Receiving personalised guidance also reduced the individuals’ need for additional information, down from 56 per cent to 45 per cent.

Dr Yvonne Braun, director of long-term savings at the ABI, said: "Navigating the financial world can be confusing and it’s vital we do more to help people save, invest and make informed decisions when accessing their pensions.

"Our research clearly shows that customers can benefit from guidance tailored to their personal circumstances where it presents clear and relevant options to help decision making."

Personalised guidance is the provision of information and support, tailored to an individual customer, based on data the provider holds on the customer.

Currently, advice rules restrict pension providers, mutual societies and investment platforms from offering guidance beyond that which is generic and purely factual to non-advised customers.

However, last week, the Financial Conduct Authority set out three proposals to reform the advice boundary, 

These included a new approach allowing firms to provide support tailored to groups of people in similar circumstances and a new form of simplified advice.

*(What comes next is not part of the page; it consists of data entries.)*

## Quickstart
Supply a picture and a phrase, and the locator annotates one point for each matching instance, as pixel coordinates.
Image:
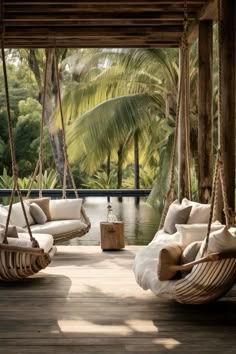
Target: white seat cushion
(45, 241)
(195, 232)
(57, 227)
(17, 217)
(219, 241)
(199, 214)
(64, 209)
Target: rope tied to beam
(13, 157)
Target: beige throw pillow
(177, 214)
(190, 252)
(199, 214)
(38, 214)
(169, 255)
(195, 232)
(219, 241)
(63, 209)
(43, 203)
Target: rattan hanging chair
(213, 275)
(16, 261)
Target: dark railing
(83, 192)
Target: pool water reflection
(140, 220)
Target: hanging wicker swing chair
(24, 258)
(64, 236)
(213, 275)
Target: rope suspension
(183, 83)
(12, 151)
(219, 175)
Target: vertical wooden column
(184, 189)
(228, 96)
(205, 112)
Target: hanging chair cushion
(43, 203)
(11, 232)
(219, 241)
(199, 213)
(17, 216)
(64, 209)
(195, 232)
(169, 255)
(56, 227)
(45, 241)
(37, 214)
(146, 264)
(177, 214)
(190, 252)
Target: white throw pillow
(195, 232)
(199, 214)
(64, 209)
(219, 241)
(17, 217)
(37, 214)
(177, 214)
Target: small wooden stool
(112, 235)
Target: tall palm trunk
(119, 166)
(136, 163)
(136, 160)
(50, 99)
(108, 164)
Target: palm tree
(132, 89)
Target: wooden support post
(228, 96)
(184, 189)
(205, 112)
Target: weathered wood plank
(228, 97)
(52, 19)
(62, 310)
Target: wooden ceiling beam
(106, 2)
(117, 22)
(207, 12)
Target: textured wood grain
(87, 301)
(205, 112)
(121, 23)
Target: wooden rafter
(103, 23)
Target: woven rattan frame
(21, 262)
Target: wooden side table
(112, 235)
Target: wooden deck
(87, 301)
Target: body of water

Max Mawby, founder of Thinks Applied Behavioural Science, said: "It is always delightful to see such clear results when you run an experiment.

"The results suggest that firms have the opportunity to deliver much better outcomes for their customers by personalising guidance, particularly when simple choice architecture is used to guide customers alongside more traditional text."

Mawby added that a personalised approach could help firms comply with the FCA's consumer duty rules which were introduced this year. 

Steve Webb, partner at LCP and former pensions minister, praised the "vitally important" research. 

He added: "We already have a world in which savers have complex choices to make at retirement, and the government is also consulting on giving them additional choices about how and where they build up their pension pot. 

"But extra choice can cause confusion and lead to poor outcomes if savers are not helped to navigate these choices. 

"Regulations should make it clear that providers can use information which they hold about savers to offer guidance which is personalised and presented in a way that helps people to make good choices."